NB: $T$ is self-adjoint with respect to the $L^2$-inner product $\langle P, Q \rangle = \int_0^1 P(t)\, Q(t) \,dt$.
The question is: what are the eigenvalues of $T$?
Edit: This question was originally posted by someone on the French maths forum les-mathematiques.net (here).

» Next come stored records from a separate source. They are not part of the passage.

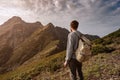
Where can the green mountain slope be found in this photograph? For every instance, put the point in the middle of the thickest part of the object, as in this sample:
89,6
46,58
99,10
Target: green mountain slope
102,66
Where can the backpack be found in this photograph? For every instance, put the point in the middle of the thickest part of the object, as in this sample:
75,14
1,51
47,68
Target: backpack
83,52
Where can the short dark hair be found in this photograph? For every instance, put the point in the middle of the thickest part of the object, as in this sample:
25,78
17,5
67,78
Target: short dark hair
74,24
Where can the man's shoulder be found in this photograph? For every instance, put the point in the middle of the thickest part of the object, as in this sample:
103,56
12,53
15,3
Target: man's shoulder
74,33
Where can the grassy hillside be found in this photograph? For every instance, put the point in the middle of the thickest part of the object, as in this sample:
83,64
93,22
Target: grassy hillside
104,65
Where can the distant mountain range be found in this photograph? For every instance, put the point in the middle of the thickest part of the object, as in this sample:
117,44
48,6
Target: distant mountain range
22,44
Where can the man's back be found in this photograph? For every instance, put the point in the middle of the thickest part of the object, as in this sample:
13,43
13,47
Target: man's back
72,44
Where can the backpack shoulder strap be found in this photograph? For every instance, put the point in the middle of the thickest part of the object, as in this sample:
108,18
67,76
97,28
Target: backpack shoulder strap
84,39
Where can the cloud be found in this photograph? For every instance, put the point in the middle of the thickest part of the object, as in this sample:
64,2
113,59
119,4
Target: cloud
95,16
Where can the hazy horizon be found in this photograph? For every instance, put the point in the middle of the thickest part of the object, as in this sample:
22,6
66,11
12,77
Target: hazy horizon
97,17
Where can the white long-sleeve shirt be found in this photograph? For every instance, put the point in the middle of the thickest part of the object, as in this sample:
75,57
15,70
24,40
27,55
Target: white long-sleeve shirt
72,44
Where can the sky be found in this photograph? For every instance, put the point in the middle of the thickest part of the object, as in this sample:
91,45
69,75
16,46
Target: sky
96,17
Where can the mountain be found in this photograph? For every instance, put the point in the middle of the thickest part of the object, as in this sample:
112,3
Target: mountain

I do not know if there is a reason to think that it is actually possible to find an explicit expression for the eigenvalues.
Using the adhoc convention $\frac{x}{0}=x$, Newton’s binomial formula yields
$$ T(X^j)=\sum_{i=0}^{n} \frac{\binom{n}{i}}{n+1+j-i}X^i \tag{1} $$
If we denote by ${\cal B}_n=(1,X,X^2, \ldots, X^{n})$ the canonical basis of ${\mathbb R}_n[X]$, the matrix $A$ of $T$ relatively to ${\cal B}_n$ is $A=(a_{ij})_{1\leq i,j \leq n+1}$ where
$$ a_{ij}=\frac{\binom{n}{i-1}}{n+1+j-i} \tag{2} $$
For example, when $n=4$ we have
$$ A=\left(\begin{matrix} \frac{1}{5} & \frac{1}{6} & \frac{1}{7} & \frac{1}{8} & \frac{1}{9} \\ \ & & & & \\ 1 & \frac{4}{5} & \frac{2}{3} & \frac{4}{7} & \frac{1}{2} \\ \ & & & & \\ 2 & \frac{3}{2} & \frac{6}{5} & 1 & \frac{6}{7} \\ \ & & & & \\ 2 & \frac{4}{3} & 1 & \frac{4}{5} & \frac{2}{3} \\ \ & & & & \\ 1 & \frac{1}{2} & \frac{1}{3} & \frac{1}{4} & \frac{1}{5} \\ \end{matrix}\right) $$
The characteristic polynomial of this $A$ is
$$\chi_A=X^5 - \frac{16}{5}X^4 - \frac{251}{450}X^3 + \frac{2977}{330750}X^2 - \frac{19}{1890000}X + \frac{1}{2778300000}$$
a polynomial whose Galois group over $\mathbb Q$ is ${\mathfrak S}_5$ and whose roots are therefore not expressible by radicals.
Thus I concur with Christopher A.Wong’s comment that it is unlikely that a simple closed-form solution exists.